Generally speaking, for web apps, I tend to prefer the global pooling method, since it maintains the smoothest user experience when you have slow or dead workers.
I'm developing a very sensitive application for a client that needs to have 99.9999999999% uptime guarantee.
It's a Rails application with MySQL database. I am thinking of hosting it on EngineYard due the low maintenance requirements and easiness to run.
Heroku does not seems to be the perfect solution due to uptime problems.
EC2 can also be a good solution but maybe it requires too much work to install and maintain.
My question is: how to make a redundant system using EngineYard, Heroku, EC2 or any other Rails hosting that you propose? Do I need to have 2 instances in different places of the world being replicated? Please advise the best way.
Regards.
Everyone wants 100% uptime, but achieving it is pretty much impossible. Since down-time can be caused by any of the links in the chain, and there usually are dozens, to achieve such a high standard you will need to buy gold-plated everything. Essentially, you'll have to spend a fortune. The difference between 99% uptime, which means your site is unavailable for around 88 hours a year, and 99.9% uptime, where it's less than ten hours is considerable, and from there to 99.99% is even higher, where the tolerance is under an hour for a full year.
Going beyond 99.99% is simply impractical. Nobody will sign a guarantee like this unless they're being dishonest, the agreement so loaded down with caveats as to be unenforcable, or don't mind dishing out heavy credits all the time.

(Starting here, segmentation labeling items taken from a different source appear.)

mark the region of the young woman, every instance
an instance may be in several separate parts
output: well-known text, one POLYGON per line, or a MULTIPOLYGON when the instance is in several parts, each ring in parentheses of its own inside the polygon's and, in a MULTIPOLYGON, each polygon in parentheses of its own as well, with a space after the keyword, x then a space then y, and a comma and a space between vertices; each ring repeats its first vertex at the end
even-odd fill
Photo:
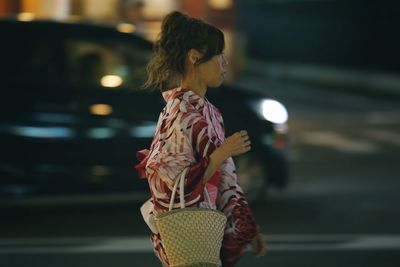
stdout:
MULTIPOLYGON (((151 147, 138 151, 135 168, 148 179, 155 214, 168 210, 173 185, 189 168, 186 206, 217 209, 227 216, 220 256, 222 266, 233 266, 249 243, 257 256, 265 255, 266 243, 237 184, 232 160, 250 151, 249 136, 243 130, 225 138, 221 113, 205 97, 208 88, 224 80, 224 45, 223 33, 202 20, 176 11, 164 18, 145 86, 160 87, 166 106, 151 147), (211 204, 204 198, 205 188, 211 204)), ((160 235, 153 233, 151 239, 168 266, 160 235)))

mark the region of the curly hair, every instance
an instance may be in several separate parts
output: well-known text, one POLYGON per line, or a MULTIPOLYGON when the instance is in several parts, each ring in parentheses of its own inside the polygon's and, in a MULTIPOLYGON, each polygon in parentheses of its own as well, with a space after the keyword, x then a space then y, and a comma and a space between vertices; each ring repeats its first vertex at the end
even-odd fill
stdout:
POLYGON ((143 87, 168 90, 184 76, 185 58, 190 49, 202 53, 203 56, 196 62, 198 65, 221 54, 224 47, 221 30, 200 19, 173 11, 162 21, 143 87))

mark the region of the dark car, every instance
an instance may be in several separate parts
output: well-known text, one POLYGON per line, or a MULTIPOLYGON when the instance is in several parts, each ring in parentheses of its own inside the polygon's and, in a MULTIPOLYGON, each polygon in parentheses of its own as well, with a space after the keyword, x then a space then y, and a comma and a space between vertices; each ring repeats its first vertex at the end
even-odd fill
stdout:
MULTIPOLYGON (((0 33, 0 200, 147 197, 135 153, 149 147, 164 101, 136 89, 152 44, 110 26, 51 21, 2 20, 0 33)), ((249 198, 265 182, 283 188, 286 122, 269 119, 271 100, 232 86, 208 98, 227 135, 249 131, 253 150, 235 159, 249 198)))

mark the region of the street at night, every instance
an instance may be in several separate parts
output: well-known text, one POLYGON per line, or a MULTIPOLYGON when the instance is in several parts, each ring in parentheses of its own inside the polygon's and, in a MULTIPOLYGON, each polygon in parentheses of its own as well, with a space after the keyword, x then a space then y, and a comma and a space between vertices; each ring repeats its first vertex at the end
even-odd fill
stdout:
MULTIPOLYGON (((252 204, 269 254, 238 266, 398 266, 398 102, 242 82, 287 105, 291 180, 252 204)), ((2 266, 159 265, 134 202, 3 208, 1 229, 2 266)))

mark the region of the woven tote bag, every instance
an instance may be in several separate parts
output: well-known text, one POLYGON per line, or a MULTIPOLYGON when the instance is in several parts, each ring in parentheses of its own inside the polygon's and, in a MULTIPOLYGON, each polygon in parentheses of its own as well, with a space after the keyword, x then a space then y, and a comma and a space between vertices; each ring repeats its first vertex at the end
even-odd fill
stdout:
MULTIPOLYGON (((170 266, 221 266, 220 250, 226 225, 226 216, 206 208, 185 208, 184 180, 187 168, 172 190, 169 211, 155 218, 170 266), (179 185, 180 208, 172 210, 179 185)), ((210 198, 205 188, 205 196, 210 198)))

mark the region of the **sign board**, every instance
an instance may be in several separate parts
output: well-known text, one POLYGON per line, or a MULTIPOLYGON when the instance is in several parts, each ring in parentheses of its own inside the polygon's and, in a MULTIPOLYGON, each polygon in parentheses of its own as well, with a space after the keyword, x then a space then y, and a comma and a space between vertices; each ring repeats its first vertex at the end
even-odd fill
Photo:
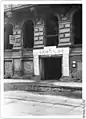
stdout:
POLYGON ((15 35, 15 46, 21 46, 21 35, 15 35))
POLYGON ((14 35, 9 35, 9 43, 15 44, 15 36, 14 35))

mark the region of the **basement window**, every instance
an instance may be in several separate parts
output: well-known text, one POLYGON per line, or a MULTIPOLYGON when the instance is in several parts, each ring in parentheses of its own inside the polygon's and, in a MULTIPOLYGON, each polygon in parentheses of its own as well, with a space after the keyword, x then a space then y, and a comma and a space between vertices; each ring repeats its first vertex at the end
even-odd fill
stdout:
POLYGON ((58 45, 58 19, 55 16, 49 16, 45 21, 45 46, 58 45))
POLYGON ((27 20, 23 25, 23 47, 33 48, 34 45, 34 24, 32 20, 27 20))

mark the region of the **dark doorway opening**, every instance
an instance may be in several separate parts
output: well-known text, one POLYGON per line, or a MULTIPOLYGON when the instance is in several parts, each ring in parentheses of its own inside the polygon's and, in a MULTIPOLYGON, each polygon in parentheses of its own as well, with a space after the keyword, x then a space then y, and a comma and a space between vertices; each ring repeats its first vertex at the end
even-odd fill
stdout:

Amazon EC2's SLA is 99.99% for instance.
The metrics I've seen collected on a provider like Linode shows uptimes of about 99.97% to 99.99%. Occasionally you will see datacenters with 100% uptime, but this is the network level only and doesn't take into account intermittent internal glitches that may knock your server offline.
Choosing a managed hosting provider like Engine Yard might be the solution for you, because it can minimize your exposure to random events, but it won't get you such a high uptime in and of itself. They're very good at maintaining the system layer, but their ability to fix or work-around bugs in your application is very limited, and they are subject to the same intermittent networking issues with EC2 as anyone else.
There are two kinds of reliability you should be concerning yourself with. One is availability, which is purely a measure of how likely a client is to be able to use the application. The other is data integrity, which is a measure of how likely data is to be retained given any number of disaster scenarios.
Most people will accept that an application might be down every so often for brief periods of time, but people refuse to accept that data may go missing every now and then.
It isn't hard to get a "99.9999999999%" data retention rate, but you will need to plan out your backup, replication, and recovery strategy in detail and will have to exercise your systems regularly to ensure they are working as designed.
Where you have almost no control over the often patchy routing on the internet in general, the defect rate in the hardware of your server, the power in your data center and so on, you do have a huge amount of control over your backup strategy.
EY uses a company called TerraMark for their hosting, which is some pretty serious hosting infrastructure. Out of the 3 you listed, I would go with them.
For up time, you want to look at master/slave replication of your data, automatic failover, and you want to build redundancy wherever you can. High availability is a fairly involved topic, and has more to do with IT then dev, I would recommend asking where to start over at serverfault.com.